Turned into a checker
In Junior and early in his pro career, Crisp said he was always a goal-scorer, but that all changed when he was taken by St. Louis in the 1967 NHL expansion draft. Coach Bowman turned him into a defensive specialist.
“I was a goal-scorer my entire life . . . in minor hockey, Jr. ‘B’, Major Jr. ‘A’ and in the minors. I had my best year in the minors, 38 goals, before I joined St. Louis. But when I went to the Blues, Bowman told me I was a checker.
“Scotty turned me into a checker, but I would have driven the zamboni to stay in the NHL. You have to park your ego at the door in the NHL because it’s a whole new realm. If he wanted me to be a checker, I was determined to be the best checker he had. Later, when I got traded to the Flyers, it was because of what Scotty Bowman taught me in St. Louis.”
Crisp described Shero and Bowman as “polar opposites” when it came to coaching, but he said he learned a lot from both brilliant hockey men.
“Scotty was a task master, and had to have his finger on everything and control everything,” he remembers. “But Freddie gave everyone free rein. I was fortunate to work under both of them, and both were successful.

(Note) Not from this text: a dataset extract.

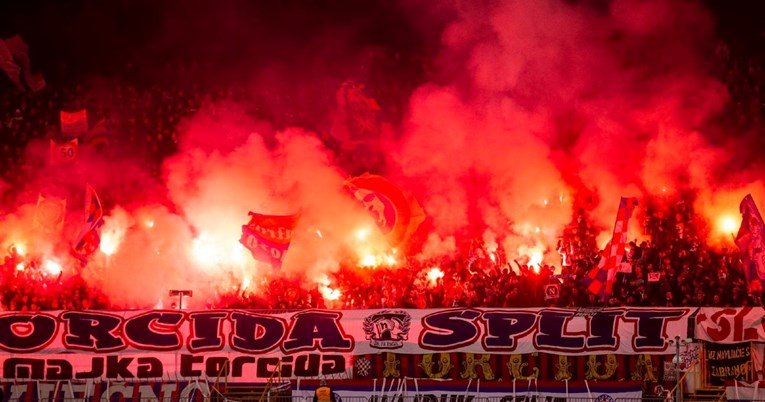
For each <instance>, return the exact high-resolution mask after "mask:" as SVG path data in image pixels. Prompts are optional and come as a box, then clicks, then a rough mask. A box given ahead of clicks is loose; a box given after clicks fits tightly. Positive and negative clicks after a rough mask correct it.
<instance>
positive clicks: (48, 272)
mask: <svg viewBox="0 0 765 402" xmlns="http://www.w3.org/2000/svg"><path fill="white" fill-rule="evenodd" d="M43 269H45V270H46V271H47V272H48V273H49V274H51V275H54V276H55V275H58V274H60V273H61V269H62V268H61V264H59V263H58V262H56V261H53V260H45V262H44V263H43Z"/></svg>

“Don’t forget, under Scotty, we went to the Stanley Cup final three years in a row in St. Louis. We didn’t win one, but we were there. Scotty was ahead of his time, too. He lived and breathed hockey 26 hours a day. He never rested. I loved playing for both guys. And before that, I got to play four years under Harry Sinden (in the Boston organization).”
Remembers parade of 1974
Crisp also knows he was “very fortunate” to get traded to the Flyers late in his playing career.
He says he will always remember the Stanley Cup parade through the streets of Philadelphia in the spring of 1974. The team planned for a 45-minute event, but the parade lasted four hours. Two million people lined the streets to honour the champion Flyers.
“It was unreal,” Crisp recalled. “We were in convertibles going down Broad Street. The people were jamming the cars and we couldn’t move. We sat and sat and sat, and finally the policemen on motorcycles with German shepards cleared the way. It was crazy, but great to be a part of.”
Today, it’s still the largest public gathering in the history of the city.